L’autentica perla di questo album, però, è sicuramente la title track. Le parole suonano drammaticamente infauste alla luce dei fatti, come un presagio di morte, di cui Jeff, però, non ha paura, o finge di non averne per esorcizzarla. La vera sofferenza è esclusivamente quella terrena, come sembra ribadire nel tanto magnetico quanto angoscioso ritornello Wait in the fire, ancora più inquietante quando giunge l’ossessivo ticchettio che non concede tempo. Anche qui il protagonista è un rapido arpeggio, che guida la canzone in maniera meno timida rispetto al precedente, entrando in medias res, per poi venire supportato da una solida linea di basso e dall’incisiva batteria.
La successiva Last Goodbye, firmata esclusivamente da Buckley, come Lover, You Should’ve Come Over, Eternal Life e la traccia aggiuntiva Forget Her, è una ballata malinconica ma ritmata che dà voce alla consapevolezza di un amore finito.

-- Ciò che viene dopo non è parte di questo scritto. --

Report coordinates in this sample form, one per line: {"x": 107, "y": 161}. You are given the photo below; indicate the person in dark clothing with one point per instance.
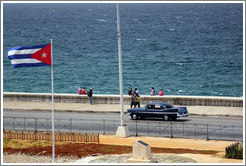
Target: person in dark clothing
{"x": 133, "y": 102}
{"x": 130, "y": 92}
{"x": 90, "y": 95}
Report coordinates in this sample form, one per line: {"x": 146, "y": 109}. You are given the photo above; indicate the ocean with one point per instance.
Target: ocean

Lilac Wine, scritta da James Shelton nel 1950 e riproposta da numerosi artisti, tra i quali anche Nina Simone, è la prima di tre cover. Nella sua pacatezza afrodisiaca, musicalmente essenziale, si contrappone alla successiva So Real, a firma di Buckley e Michael Tighe, chitarrista e ultimo membro a unirsi alla band, formatasi solo un anno prima del debutto discografico. In questa canzone una struggente distorsione amplifica il sofferto lamento di Buckley, che sale, inconfondibilmente cristallino, a urlare il tormentato ricordo dei dolci momenti passati, talmente tangibili da risultare un incubo a occhi aperti in cui venir risucchiato.
Segue una delle interpretazioni più significative della storia della musica: quella di Hallelujah di Leonard Cohen. Qui emergono tutte le sfumature e l’incredibile estensione della sua voce, che risulterebbero in un mero esercizio tecnico se non fosse per la sua straordinaria capacità di toccare le corde più recondite dell’anima e commuoverci come se quell’esclamazione fosse rivolta direttamente a noi.

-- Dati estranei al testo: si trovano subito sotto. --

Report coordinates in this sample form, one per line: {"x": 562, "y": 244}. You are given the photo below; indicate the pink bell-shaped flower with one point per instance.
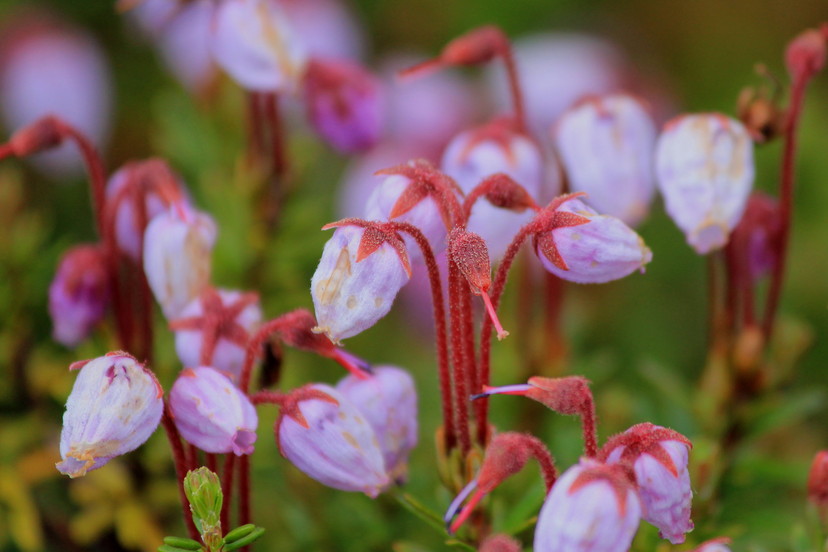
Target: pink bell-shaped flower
{"x": 593, "y": 507}
{"x": 324, "y": 435}
{"x": 253, "y": 42}
{"x": 343, "y": 103}
{"x": 358, "y": 277}
{"x": 659, "y": 458}
{"x": 50, "y": 68}
{"x": 79, "y": 294}
{"x": 139, "y": 191}
{"x": 594, "y": 249}
{"x": 607, "y": 146}
{"x": 388, "y": 400}
{"x": 177, "y": 257}
{"x": 705, "y": 171}
{"x": 414, "y": 193}
{"x": 212, "y": 413}
{"x": 115, "y": 405}
{"x": 214, "y": 328}
{"x": 495, "y": 148}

Lover, You Should’ve Come Over è una poesia dolcissima, contenente due tra i versi che ho fatto miei sin dal primo ascolto: Too young to hold on / And too old to just break free and run.
Corpus Christi Carol è la terza cover; composta da Benjamin Britten, avvalora ancora una volta la voce di Buckley, specialmente nei registri alti, in un canto dal tono liturgico.
Giunge aggressiva, in contrasto con l’etereo brano precedente, Eternal Life, una delle tracce più rock e maggiormente influenzata dal coevo movimento grunge, che proprio in quell’anno perdeva il suo portavoce più idolatrato, Kurt Cobain. Ancora una volta il tema è la morte, e il senso della vita in opposizione ad essa. Incalzanti sul ritmo le domande: What is love? Where is happiness? What is life? Where is peace?.
In Dream Brother, per la prima volta confluiscono le idee di tutta la band, quindi anche del bassista Mick Grondahl e del batterista Matt Johnson, tra i quali, in breve tempo, si è instaurata una grande sintonia. Nella canzone, estremamente cupa e a tratti orientaleggiante, emerge la sofferenza di Buckley per un padre che ha sempre aspettato, ma che non ha mai risposto alla sua chiamata. Prosegue però volgendo un pensiero di timida ammirazione e di comprensione verso quel genitore tanto sofferente, morto per overdose a 28 anni.
Chiude l’album come bonus track, probabilmente contro la volontà dello stesso cantautore, Forget Her, ballata che cerca una consolazione dopo la fine di una storia d’amore, destinata a terminare a partire dalle premesse ma che, ciò nonostante, fatica a essere dimenticata.

Grace è in assoluto uno dei miei album preferiti, uno dei famosi dieci da portarsi su un’isola deserta, come dichiarato anche, nientemeno, da David Bowie.
Ho lasciato qualcosa di me in quel primo ascolto, e periodicamente ho la necessità di ritornarci per ricongiungermici. Soprattutto, però, è uno di quei dischi che regalo o condivido con le persone cui voglio bene: un modo per donare loro una parte di me.